Configuring Linux to allow SSH access securely is a common requirement for server management and remote development. This guide explains how to enable, secure, and troubleshoot SSH on Linux systems with practical, distributionagnostic steps.
Below is a quick reference table that summarizes key configuration items and their typical secure defaults for allowing SSH access.
| Configuration Item | Recommended Secure Value | Purpose | Notes |
|---|---|---|---|
| SSH Server Package | openssh-server | Installs the SSH daemon | Available on most distro repositories |
| Firewall Rule | Allow TCP/22 only from trusted ranges | Limits exposure to external networks | Use ufw or firewalld |
| PermitRootLogin | prohibit-password or no | Prevents direct root SSH access | Use key-based auth with a normal user |
| PasswordAuthentication | no | Enforces key-only authentication | Set to yes only for initial testing |
Install and Start the SSH Server
On most distributions, you can install the OpenSSH server package from the default repositories. This package provides the daemon and tools required to accept remote shell sessions over a secure channel.
After installation, start and enable the service so it launches automatically at boot. This ensures SSH remains available after system restarts without manual intervention.
Configure Firewall for SSH Access
Adjusting the host-based firewall is essential to allow SSH traffic while minimizing exposure. You should explicitly permit TCP port 22 (or a custom port if you have changed it) and restrict source IP ranges where possible.
Using a restrictive policy by default, then adding rules for trusted networks or admin workstations helps prevent unauthorized scanning and brute force attempts. Both ufw and firewalld support these rules with straightforward commands.
Harden SSH Server Settings
Disable Root Login and Use Key Authentication
Disabling direct root login reduces the attack surface and encourages the use of less privileged accounts combined with sudo for administrative tasks. Pair this with SSH key authentication and disable password logins for stronger security.
Change Default Port and Use Fail2ban
Moving SSH to a nonstandard port can reduce automated noise from opportunistic scans, though it is not a substitute for proper firewall rules. For additional protection, deploy fail2ban to temporarily block IPs that exhibit repeated failed login behavior.
Test and Validate SSH Connectivity
From a client machine, attempt to connect using your private key and the configured port to confirm that access works as expected. Verify that invalid credentials are rejected and that permitted users can obtain a shell without issues.

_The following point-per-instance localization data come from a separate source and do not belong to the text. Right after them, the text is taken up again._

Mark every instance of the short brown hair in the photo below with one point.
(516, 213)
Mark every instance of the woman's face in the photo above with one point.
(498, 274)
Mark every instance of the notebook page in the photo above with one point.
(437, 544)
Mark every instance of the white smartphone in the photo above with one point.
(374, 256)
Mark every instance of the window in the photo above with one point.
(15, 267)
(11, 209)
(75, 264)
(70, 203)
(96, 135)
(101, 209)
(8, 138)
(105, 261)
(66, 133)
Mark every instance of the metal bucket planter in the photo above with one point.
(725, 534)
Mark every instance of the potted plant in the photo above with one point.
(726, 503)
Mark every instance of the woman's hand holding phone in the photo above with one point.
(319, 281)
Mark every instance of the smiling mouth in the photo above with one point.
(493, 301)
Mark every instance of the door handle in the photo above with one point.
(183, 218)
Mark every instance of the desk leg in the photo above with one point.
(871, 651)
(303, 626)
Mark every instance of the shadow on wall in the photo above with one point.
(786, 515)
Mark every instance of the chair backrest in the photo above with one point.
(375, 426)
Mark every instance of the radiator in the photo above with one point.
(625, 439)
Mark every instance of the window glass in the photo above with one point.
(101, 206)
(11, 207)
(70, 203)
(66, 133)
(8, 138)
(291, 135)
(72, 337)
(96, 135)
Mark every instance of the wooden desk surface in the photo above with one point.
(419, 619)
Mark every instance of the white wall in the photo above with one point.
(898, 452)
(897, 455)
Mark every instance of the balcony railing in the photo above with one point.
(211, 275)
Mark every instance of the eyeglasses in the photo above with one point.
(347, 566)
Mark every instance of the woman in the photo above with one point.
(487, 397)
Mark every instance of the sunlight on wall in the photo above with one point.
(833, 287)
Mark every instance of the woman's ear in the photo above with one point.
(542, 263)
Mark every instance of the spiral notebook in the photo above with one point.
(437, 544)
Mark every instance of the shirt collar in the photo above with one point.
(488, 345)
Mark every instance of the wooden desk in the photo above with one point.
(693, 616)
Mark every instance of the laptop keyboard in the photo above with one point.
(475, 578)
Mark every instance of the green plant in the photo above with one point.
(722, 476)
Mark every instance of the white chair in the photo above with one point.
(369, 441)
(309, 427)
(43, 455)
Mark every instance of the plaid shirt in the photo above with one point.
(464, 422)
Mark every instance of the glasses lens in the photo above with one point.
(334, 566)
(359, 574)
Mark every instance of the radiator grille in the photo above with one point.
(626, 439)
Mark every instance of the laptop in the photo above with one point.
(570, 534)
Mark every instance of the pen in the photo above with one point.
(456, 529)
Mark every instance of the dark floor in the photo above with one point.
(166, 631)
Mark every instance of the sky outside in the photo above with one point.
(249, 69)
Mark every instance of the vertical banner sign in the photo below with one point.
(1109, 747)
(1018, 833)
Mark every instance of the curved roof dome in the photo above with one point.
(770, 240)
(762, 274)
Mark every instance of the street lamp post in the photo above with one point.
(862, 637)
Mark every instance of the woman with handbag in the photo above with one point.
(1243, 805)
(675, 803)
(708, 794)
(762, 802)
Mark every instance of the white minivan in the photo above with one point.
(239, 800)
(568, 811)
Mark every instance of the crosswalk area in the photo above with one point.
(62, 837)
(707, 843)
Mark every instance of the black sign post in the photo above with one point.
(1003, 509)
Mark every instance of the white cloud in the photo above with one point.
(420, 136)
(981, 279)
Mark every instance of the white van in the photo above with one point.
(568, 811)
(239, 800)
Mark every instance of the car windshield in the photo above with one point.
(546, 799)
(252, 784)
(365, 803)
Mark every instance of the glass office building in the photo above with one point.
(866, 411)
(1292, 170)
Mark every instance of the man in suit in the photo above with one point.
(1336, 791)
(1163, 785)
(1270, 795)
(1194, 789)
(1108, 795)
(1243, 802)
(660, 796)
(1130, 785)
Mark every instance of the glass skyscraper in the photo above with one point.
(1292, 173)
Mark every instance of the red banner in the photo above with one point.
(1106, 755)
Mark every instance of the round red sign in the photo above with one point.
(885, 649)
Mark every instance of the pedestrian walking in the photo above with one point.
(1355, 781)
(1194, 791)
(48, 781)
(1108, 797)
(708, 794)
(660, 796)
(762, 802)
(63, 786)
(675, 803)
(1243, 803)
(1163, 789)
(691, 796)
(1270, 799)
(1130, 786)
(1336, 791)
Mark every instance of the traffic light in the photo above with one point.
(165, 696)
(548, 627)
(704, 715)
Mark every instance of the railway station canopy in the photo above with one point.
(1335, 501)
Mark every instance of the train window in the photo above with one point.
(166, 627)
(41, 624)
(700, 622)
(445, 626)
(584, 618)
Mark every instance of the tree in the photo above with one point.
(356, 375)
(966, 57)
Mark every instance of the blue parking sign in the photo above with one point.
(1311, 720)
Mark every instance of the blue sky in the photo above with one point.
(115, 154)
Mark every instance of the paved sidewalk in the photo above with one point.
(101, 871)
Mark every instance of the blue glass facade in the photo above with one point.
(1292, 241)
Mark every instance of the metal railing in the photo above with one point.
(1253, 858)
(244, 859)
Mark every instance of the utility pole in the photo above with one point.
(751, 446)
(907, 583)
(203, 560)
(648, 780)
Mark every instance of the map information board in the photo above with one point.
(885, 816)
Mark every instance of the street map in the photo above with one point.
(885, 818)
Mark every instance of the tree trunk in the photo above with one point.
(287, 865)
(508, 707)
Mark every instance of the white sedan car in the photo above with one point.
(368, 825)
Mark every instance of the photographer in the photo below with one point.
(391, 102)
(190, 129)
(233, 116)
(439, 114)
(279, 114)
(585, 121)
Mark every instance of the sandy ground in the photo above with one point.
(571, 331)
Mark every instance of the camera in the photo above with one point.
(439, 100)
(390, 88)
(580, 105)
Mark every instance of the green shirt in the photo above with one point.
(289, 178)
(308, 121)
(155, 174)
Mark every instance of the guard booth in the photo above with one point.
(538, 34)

Check server-side logs for successful authentication entries and any warnings. This step ensures that the security settings do not inadvertently lock out authorized administrators.
Best Practices for Ongoing SSH Management
- Keep the OpenSSH server package updated to patch security vulnerabilities promptly.
- Use SSH keys with a strong passphrase and store them in a secure key manager when possible.
- Limit source IPs in firewall rules for administrative accounts to reduce exposure.
- Monitor auth logs regularly and integrate alerting for repeated failed login attempts.
- Consider using configuration management tools to enforce consistent hardening across servers.
FAQ
Reader questions
How do I allow SSH for specific users only?
Use the AllowUsers directive in sshd_config to list exact usernames, optionally including the host or IP. Reload the SSH daemon after editing to enforce the restriction.
What should I do if I lock myself out after changing SSH settings?
Access the server via an outofband console or provider recovery shell, revert the changes, and confirm the configuration syntax with sshd test before restarting the service again.
Is using a nonstandard port enough security on its own?
A nonstandard port reduces automated scan noise but does not replace authentication controls, firewall rules, and monitoring. Combine port changes with keybased auth and fail2ban for effective protection.
How can I verify that my SSH keys are properly authorized?
Ensure the public key is appended to ~/.ssh/authorized_keys with correct file permissions, and that sshd config does not override authentication settings. Test the connection locally and remotely to confirm login behavior.